Minimally invasive approaches to valve repair and replacement decrease the need for blood transfusions, lower the risk of infection, shorten hospital stays and allow for an earlier return to productivity.
A pacemaker regulates and maintains a suitable heart rate or to stimulate the lower chambers of the heart (ventricles). A pacemaker may also be used to treat fainting spells (syncope) and congestive heart failure. Pacemakers are occasionally used in combination with an invasive procedure that disconnects the ventricles from the atria to control pulse rate during atrial fibrillation.
Implantable Cardioverter-Defibrillators (ICDs)
ICDs implanted in the chest continuously monitor heart rhythm and deliver electrical shocks to restore rhythm and prevent sudden cardiac arrest. ICDs work through cardioversion (a low-energy shock delivered at the same time as the heartbeat), a higher energy shock and antitachycardia pacing.
Cardiac Resynchronization Therapy (CRT)
Cardiac Resynchronization Therapy (CRT) uses a specialized implantable device to restore the symmetry of cardiac contractions, improving the efficiency of the heartbeat. This new and innovative form of therapy is useful in relieving symptoms of congestive heart failure in some patients.
Correction of Congenital Heart Defects
Research focused on novel percutaneous and endovascular therapies for the treatment of structural heart disease has opened the door to new minimally invasive treatments for a variety of non-coronary artery diseases. The benefits for patients are significant: less bleeding and need for blood transfusion, a shorter hospitalization and faster recovery.
Coronary Artery Bypass Surgery (Open Heart Surgery)
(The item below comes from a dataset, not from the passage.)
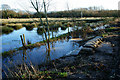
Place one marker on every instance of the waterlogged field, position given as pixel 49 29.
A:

Off-Pump Coronary Artery Bypass
The off-pump procedure provides a safer alternative to the heart-lung machine. Surgeons attach the bypass grafts to the blocked arteries of the beating heart, a technique that leads to faster recovery. Bypass grafting with all-arterial conduits instead of veins, is also being performed off-pump, which may provide better long-term survival.
Minimally invasive coronary artery bypass
Robotic-assisted coronary artery bypass
This relatively new technological advance provides access to the coronary arteries without opening the sternum. The surgeon does not have direct contact with the patient but guides robotic instrumentation via a video monitor.
Mechanical Assist Devices (LVADs, RVADs, PVADs)
- Left ventricular assist devices (LVAD) assist with the work of the left ventricle.
- Right ventricular assist devices (RVAD) assist with the work of the right ventricle.
- Percutaneous ventricular assist devices (PVAD) can provide support to the left side of the heart, the right side of the heart, or both sides. Unlike LVVADs and RVADs, they can be placed through a minimally invasive procedure.
Extracorporeal Membrane Oxygenation (ECMO)
ECMO, like heart-lung bypass, uses an artificial lung located outside the body to oxygenate body tissue. It can used for a longer period of time than the traditional heart-lung bypass machines.